The following are explicitly allowed.
- Office hours (TA or instructor) are a great resource if you are stuck on a problem or otherwise struggling.
- There are no restrictions on using resources from the course (course textbook, lectures, lecture notes, course website, etc.).
- You may work on homework/projects with your partner.
- You may use past exams from this course as study aids. They are publicly available from the course websites from prior quarters.
If you find yourself struggling in the course, seek help early. The longer you wait, the fewer options will be available.
Start homework/projects early, especially coding parts. If you start the night before, your chances of successful completion are slim. Although the coding is not intended to take a long time, the time required for debugging is unpredictable and varies wildly from student to student.
Grading
| 10% | discussion |
| 10% | homework |
| 30% | project |
| 20% | midterm |
| 30% | final |
I do not follow a strict grading scheme, nor do I follow a strict curve.
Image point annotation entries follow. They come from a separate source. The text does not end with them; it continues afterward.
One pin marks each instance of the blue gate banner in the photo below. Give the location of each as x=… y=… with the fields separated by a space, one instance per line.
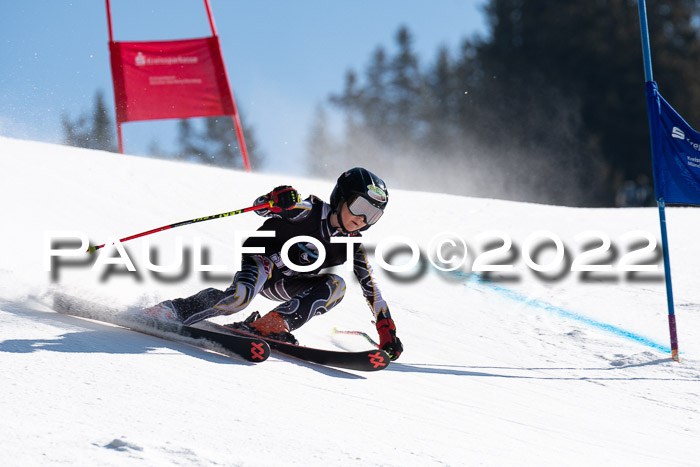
x=675 y=150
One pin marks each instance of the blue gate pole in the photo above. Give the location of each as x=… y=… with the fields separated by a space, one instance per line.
x=660 y=202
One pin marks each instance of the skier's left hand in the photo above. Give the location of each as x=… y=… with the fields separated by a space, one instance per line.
x=387 y=338
x=283 y=198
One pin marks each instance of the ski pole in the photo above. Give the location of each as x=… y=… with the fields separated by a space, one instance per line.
x=191 y=221
x=356 y=333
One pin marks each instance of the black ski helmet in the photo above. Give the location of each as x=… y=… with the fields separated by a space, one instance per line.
x=358 y=182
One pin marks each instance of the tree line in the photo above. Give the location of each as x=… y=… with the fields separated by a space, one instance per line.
x=548 y=107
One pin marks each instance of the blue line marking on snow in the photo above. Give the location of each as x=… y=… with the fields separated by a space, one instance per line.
x=541 y=305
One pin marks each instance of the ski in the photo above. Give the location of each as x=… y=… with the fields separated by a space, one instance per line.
x=250 y=348
x=368 y=360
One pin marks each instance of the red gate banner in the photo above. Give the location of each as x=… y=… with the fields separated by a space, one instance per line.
x=170 y=79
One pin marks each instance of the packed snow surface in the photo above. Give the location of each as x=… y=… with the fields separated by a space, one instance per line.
x=516 y=367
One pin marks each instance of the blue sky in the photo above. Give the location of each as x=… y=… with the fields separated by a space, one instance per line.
x=283 y=58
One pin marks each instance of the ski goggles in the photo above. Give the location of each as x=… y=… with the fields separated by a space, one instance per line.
x=359 y=206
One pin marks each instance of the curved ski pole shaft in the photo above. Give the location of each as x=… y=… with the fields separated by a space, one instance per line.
x=180 y=224
x=356 y=333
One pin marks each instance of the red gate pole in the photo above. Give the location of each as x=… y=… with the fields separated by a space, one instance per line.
x=111 y=40
x=235 y=117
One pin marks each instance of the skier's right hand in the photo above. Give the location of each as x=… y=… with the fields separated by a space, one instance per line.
x=387 y=338
x=283 y=198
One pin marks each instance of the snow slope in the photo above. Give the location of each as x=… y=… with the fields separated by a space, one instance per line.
x=523 y=369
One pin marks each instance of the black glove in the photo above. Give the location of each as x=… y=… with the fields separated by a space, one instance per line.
x=387 y=338
x=283 y=198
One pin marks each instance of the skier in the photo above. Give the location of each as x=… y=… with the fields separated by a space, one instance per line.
x=357 y=202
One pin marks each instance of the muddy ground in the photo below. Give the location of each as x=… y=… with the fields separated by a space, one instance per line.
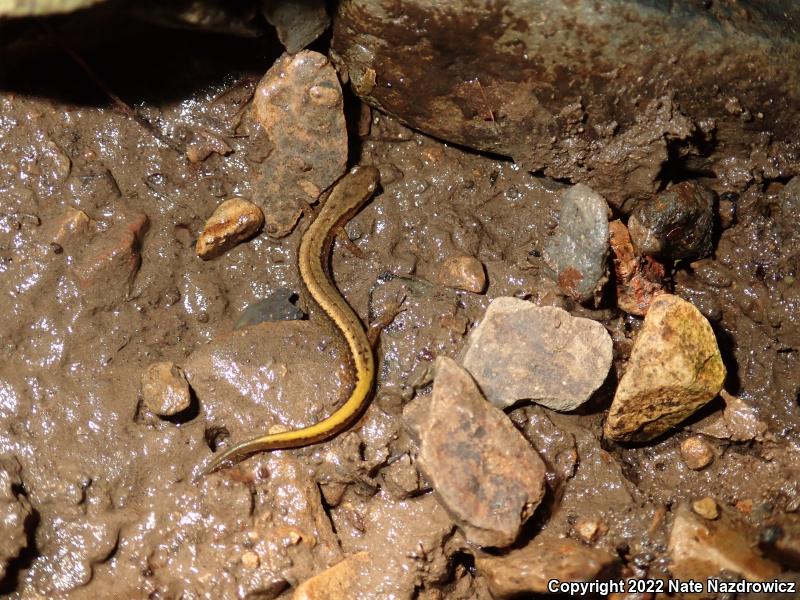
x=99 y=500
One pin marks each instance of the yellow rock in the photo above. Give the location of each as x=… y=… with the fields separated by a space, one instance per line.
x=675 y=368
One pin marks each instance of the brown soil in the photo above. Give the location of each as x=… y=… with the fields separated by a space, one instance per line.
x=85 y=307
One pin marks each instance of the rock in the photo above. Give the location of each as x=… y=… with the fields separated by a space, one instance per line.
x=15 y=511
x=577 y=251
x=233 y=222
x=529 y=569
x=706 y=508
x=74 y=227
x=677 y=224
x=638 y=279
x=165 y=390
x=590 y=529
x=485 y=473
x=287 y=373
x=463 y=273
x=741 y=419
x=335 y=582
x=522 y=351
x=278 y=306
x=780 y=540
x=697 y=453
x=410 y=544
x=297 y=23
x=108 y=265
x=700 y=549
x=674 y=369
x=298 y=105
x=548 y=95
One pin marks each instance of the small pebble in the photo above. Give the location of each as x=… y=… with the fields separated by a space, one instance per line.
x=484 y=472
x=577 y=251
x=696 y=453
x=463 y=273
x=706 y=508
x=590 y=529
x=164 y=389
x=676 y=224
x=233 y=222
x=250 y=560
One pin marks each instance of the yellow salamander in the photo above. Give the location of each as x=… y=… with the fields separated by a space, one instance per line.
x=346 y=198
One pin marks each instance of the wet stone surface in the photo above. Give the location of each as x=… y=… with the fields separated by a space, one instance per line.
x=676 y=224
x=489 y=479
x=521 y=351
x=675 y=368
x=577 y=251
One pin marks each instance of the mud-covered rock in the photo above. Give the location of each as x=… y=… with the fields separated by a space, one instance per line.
x=696 y=453
x=521 y=351
x=706 y=508
x=678 y=223
x=107 y=266
x=233 y=222
x=701 y=548
x=334 y=583
x=165 y=390
x=297 y=23
x=14 y=513
x=530 y=568
x=415 y=538
x=674 y=369
x=298 y=105
x=266 y=375
x=486 y=474
x=593 y=92
x=577 y=251
x=741 y=419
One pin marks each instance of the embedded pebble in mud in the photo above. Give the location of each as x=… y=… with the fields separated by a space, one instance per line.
x=706 y=508
x=278 y=306
x=73 y=227
x=108 y=265
x=409 y=543
x=265 y=375
x=700 y=548
x=463 y=273
x=741 y=419
x=697 y=453
x=233 y=222
x=521 y=351
x=486 y=474
x=299 y=106
x=15 y=511
x=678 y=223
x=577 y=251
x=674 y=369
x=780 y=540
x=638 y=279
x=165 y=390
x=529 y=569
x=336 y=582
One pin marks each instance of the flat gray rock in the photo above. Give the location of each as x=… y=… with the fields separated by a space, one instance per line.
x=577 y=251
x=542 y=353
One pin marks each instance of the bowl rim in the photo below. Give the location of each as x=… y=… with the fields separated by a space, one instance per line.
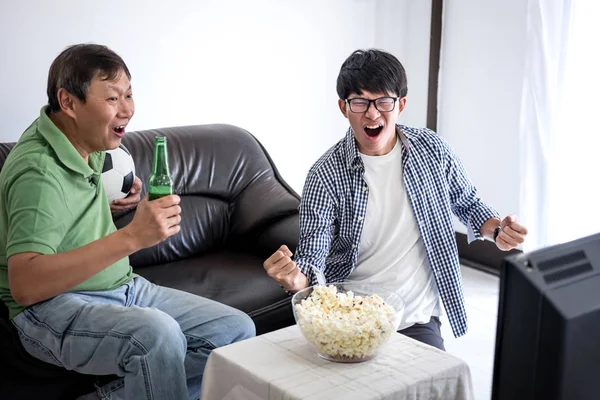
x=348 y=282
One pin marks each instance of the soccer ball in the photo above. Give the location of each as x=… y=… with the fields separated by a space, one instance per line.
x=118 y=173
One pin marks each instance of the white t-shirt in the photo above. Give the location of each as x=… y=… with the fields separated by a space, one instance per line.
x=391 y=250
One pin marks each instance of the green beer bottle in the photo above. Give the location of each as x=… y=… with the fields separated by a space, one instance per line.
x=160 y=183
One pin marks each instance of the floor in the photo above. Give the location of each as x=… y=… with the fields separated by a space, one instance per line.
x=477 y=346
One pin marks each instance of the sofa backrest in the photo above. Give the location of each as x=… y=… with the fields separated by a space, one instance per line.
x=229 y=188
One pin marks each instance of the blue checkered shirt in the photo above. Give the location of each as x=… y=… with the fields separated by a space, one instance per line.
x=334 y=203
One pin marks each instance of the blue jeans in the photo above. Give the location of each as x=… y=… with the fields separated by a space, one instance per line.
x=156 y=338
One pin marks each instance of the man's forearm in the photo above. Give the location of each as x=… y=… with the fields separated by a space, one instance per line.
x=487 y=229
x=34 y=277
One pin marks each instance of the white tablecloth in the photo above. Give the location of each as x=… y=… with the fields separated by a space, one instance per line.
x=282 y=365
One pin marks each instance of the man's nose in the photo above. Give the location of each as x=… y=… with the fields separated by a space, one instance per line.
x=372 y=111
x=126 y=108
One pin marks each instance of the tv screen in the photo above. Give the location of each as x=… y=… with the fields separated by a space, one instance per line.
x=548 y=332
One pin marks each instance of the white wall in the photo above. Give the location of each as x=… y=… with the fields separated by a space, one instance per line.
x=267 y=66
x=403 y=28
x=481 y=81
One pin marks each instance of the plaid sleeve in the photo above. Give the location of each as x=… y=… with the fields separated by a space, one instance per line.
x=465 y=203
x=316 y=224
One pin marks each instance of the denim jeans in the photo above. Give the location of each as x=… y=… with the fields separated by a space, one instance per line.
x=155 y=338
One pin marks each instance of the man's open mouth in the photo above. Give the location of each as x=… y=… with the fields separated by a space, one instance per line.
x=373 y=130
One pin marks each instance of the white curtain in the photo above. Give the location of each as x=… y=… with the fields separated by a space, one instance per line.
x=560 y=122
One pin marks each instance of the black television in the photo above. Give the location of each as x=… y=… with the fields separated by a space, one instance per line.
x=548 y=332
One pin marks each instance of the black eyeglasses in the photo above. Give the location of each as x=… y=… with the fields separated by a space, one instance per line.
x=382 y=104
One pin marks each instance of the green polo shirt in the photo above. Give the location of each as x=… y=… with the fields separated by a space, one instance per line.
x=52 y=201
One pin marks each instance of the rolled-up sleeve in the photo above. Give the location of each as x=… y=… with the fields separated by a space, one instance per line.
x=316 y=224
x=465 y=202
x=34 y=202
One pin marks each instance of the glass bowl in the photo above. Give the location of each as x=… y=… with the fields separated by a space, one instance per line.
x=348 y=321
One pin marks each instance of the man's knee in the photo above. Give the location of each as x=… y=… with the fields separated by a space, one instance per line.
x=236 y=326
x=152 y=329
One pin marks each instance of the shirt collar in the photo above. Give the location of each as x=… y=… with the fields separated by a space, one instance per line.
x=65 y=151
x=353 y=159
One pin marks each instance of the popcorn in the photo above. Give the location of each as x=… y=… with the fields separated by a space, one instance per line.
x=343 y=326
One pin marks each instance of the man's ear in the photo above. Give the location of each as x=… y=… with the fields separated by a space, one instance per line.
x=66 y=101
x=401 y=104
x=343 y=107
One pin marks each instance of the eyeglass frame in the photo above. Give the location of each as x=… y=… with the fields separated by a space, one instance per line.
x=374 y=101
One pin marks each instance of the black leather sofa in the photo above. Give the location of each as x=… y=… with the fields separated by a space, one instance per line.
x=236 y=210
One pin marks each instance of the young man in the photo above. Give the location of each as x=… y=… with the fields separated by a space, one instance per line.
x=64 y=268
x=377 y=207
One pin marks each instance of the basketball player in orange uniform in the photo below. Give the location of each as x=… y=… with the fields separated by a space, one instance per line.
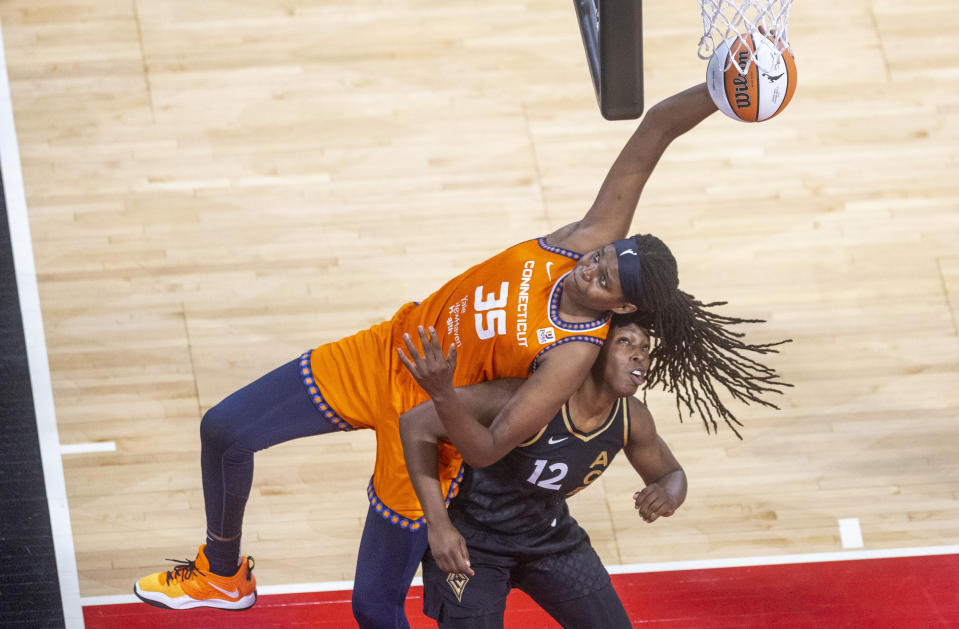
x=539 y=310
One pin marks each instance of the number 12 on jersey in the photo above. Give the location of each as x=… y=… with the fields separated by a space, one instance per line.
x=492 y=306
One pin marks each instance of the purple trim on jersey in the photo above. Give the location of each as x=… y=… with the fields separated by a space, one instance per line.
x=558 y=250
x=309 y=383
x=554 y=298
x=408 y=524
x=568 y=339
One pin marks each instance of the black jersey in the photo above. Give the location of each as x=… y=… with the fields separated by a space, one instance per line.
x=527 y=489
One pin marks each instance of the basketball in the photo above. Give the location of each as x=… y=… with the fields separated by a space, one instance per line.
x=751 y=91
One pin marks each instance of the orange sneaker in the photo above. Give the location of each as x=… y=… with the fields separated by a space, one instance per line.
x=191 y=584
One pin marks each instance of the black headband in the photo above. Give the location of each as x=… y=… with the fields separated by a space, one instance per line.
x=630 y=278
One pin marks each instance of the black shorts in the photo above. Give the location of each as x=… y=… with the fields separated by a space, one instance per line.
x=572 y=585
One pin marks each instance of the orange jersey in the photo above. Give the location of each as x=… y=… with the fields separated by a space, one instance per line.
x=503 y=315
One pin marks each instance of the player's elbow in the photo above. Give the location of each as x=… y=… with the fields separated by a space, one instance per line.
x=479 y=459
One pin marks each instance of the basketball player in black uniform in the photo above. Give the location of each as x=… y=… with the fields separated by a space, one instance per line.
x=510 y=525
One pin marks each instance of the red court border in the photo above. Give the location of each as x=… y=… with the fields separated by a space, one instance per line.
x=892 y=593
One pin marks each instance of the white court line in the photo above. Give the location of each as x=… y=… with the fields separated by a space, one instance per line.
x=666 y=566
x=849 y=533
x=86 y=448
x=25 y=272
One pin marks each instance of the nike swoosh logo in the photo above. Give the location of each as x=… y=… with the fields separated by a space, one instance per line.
x=234 y=594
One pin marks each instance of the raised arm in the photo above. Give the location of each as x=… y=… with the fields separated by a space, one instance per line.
x=533 y=405
x=665 y=479
x=420 y=431
x=612 y=212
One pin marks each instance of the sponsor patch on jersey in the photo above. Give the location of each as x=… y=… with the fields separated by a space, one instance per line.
x=458 y=584
x=546 y=335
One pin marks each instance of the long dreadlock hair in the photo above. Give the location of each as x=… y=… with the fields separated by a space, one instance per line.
x=695 y=351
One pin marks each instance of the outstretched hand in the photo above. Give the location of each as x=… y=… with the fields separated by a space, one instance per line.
x=654 y=502
x=432 y=370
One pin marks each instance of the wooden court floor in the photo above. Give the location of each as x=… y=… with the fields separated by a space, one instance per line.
x=214 y=187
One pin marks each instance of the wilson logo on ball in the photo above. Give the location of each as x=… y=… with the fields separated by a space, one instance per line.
x=733 y=78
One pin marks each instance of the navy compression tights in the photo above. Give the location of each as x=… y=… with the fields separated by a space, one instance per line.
x=272 y=410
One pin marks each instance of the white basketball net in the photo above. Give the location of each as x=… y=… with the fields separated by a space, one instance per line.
x=723 y=19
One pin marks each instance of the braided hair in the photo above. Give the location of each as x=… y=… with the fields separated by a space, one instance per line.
x=696 y=353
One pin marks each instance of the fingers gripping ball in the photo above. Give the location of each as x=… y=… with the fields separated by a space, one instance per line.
x=748 y=90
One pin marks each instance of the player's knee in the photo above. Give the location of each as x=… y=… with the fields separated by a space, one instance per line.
x=218 y=428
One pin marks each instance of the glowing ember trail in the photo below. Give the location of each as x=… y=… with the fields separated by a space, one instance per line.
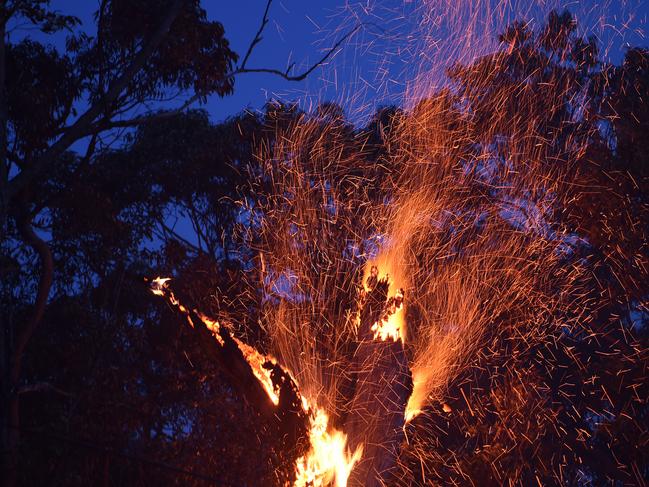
x=328 y=461
x=426 y=265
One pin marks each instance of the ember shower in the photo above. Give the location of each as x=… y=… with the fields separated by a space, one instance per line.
x=392 y=276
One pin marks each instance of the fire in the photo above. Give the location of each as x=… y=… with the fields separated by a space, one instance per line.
x=257 y=363
x=329 y=460
x=418 y=397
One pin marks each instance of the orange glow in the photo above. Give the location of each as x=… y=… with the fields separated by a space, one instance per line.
x=329 y=461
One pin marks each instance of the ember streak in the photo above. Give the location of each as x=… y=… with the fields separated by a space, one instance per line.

Instead, I do a hybrid between the two. (1) I do not curve individual
assignments or exams, though I do include extra credit on some items.
Curving only occurs at the end, if it occurs at all. (2) I never curve
down. 90% is at least an A-, 80% is at least a B-, 70% is at least a C-,
and 60% is at least a D. I will occasionally set lower cutoffs when the
score distribution warrants it. (3) Other cutoffs (between A vs A-, B+ vs B,
etc.) are based on the distribution of scores.